HTM isn’t mainstream because there isn’t any public relateable news about it. Deep Neural Nets went mainstream the second they defeated world grandmasters in Go. Funny thing, I wanted to try making a Go AI using HTM before DeepMind existed. At the time I didn’t have the skills and there wasn’t a Windows version. Anyway, people relate to games. If HTM can play games, people will pick it up, especially if you can pit it against DeepMind. People would also be more likely to pick it up if it’s just the download of a library.


#72

I agree with much of what has been said in the discussion about why HTM isn’t mainsteam yet.

I think that it may be necessary to depart somewhat more from biology to make it more useful in the short term. The lack of supervised learning / reinforcement learning is quite a problem, in my opinion, in terms of applying it to most ML problems. What I imagine may bridge the gap is a combination of HTM with another deep learning approach.

Imagine the following: HTM processing of image data -> sparse representation output -> convolutional neural network -> object classification.

To be useful for most problems, it needs what I would call a decider network. It needs a way to choose between various responses and then be reinforced based on accuracy. You’ll never have AGI without this IMHO. Humans and animals learn through an immensely complex process of supervised and unsupervised learning. Humans in particular have very sophisticated decision, reinforcement, and punishment systems.
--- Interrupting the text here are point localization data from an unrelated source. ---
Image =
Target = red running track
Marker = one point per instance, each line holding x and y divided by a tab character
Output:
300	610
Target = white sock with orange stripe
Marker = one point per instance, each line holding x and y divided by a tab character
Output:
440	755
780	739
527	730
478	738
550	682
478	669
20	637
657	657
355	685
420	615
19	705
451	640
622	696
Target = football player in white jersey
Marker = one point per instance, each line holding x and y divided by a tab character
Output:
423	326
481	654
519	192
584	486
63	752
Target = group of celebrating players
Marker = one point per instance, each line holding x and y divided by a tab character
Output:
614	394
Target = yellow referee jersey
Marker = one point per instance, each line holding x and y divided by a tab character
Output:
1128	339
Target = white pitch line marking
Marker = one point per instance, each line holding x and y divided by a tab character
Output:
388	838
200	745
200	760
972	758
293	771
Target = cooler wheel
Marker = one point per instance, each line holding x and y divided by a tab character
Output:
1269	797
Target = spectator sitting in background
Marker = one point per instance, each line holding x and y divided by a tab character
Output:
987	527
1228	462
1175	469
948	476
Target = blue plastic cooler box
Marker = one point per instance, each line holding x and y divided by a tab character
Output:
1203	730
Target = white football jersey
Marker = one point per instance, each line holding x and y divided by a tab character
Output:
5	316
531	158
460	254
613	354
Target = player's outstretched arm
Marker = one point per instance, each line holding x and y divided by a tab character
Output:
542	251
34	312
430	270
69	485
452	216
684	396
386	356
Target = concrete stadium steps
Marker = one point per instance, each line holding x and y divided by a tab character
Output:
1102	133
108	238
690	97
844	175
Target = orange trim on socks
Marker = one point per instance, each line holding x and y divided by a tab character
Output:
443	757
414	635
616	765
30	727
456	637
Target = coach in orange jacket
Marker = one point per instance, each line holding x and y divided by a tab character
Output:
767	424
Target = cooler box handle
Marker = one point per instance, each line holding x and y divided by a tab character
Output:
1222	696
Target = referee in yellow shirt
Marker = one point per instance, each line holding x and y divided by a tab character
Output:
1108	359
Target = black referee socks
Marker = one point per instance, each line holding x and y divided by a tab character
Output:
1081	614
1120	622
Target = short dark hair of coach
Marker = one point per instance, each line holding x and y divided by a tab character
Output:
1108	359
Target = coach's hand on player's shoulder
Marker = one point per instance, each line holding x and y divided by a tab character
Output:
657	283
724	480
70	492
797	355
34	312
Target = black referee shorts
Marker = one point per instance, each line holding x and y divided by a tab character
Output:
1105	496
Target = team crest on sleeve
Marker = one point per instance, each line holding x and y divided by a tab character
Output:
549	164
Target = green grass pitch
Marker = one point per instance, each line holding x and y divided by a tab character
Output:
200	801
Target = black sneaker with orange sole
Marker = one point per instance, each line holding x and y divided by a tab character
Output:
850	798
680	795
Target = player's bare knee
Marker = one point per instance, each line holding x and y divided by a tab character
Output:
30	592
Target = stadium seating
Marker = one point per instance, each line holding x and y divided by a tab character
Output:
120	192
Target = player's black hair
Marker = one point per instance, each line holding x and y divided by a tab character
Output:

Has anyone tried combining HTM output with a supervised learning approach?

Best regards,

Jack


#73

I am planning to implement something opposite to that…
(1) Deep-learning as the “sensor” to extract image features (ResNet trained on ImageNet)
(2) encode dense space of the DL-sensor last layer into SDR using some clustering approaches.
(3) using multiple HTM columns to learn this representation in an “unsupervised” way. (I was thinking of simulating “movement” of the detector over an image as a sequence of data).
(4) using this HTM-ensemble to do “zero-shot” object-classification / object detection.

The idea here: use DL in supervised-learned pattern recognition, and use HTM where it shines: making sense of the world and model the world in an unsupervised way.
The test case here will be to perform “zero-shot” object recognition/detection …

given an UNSEEN object class: can an ensamble of HTMs recognize new categories?
Can it tell for example that some unique animal it hasn’t seen before, is somewhat similar to animals that it has seen?


#74

There are demos from Cortical.io doing just this with words of animals (inferring the eating preferences of Coyotes after seeing those of Wolves and Dogs), though I don’t know of anything like that with images…


#75

That sounds like an interesting idea. I’m just not certain how you end up with a decision or meaningful output in this case, but it sounds like you have ideas for that.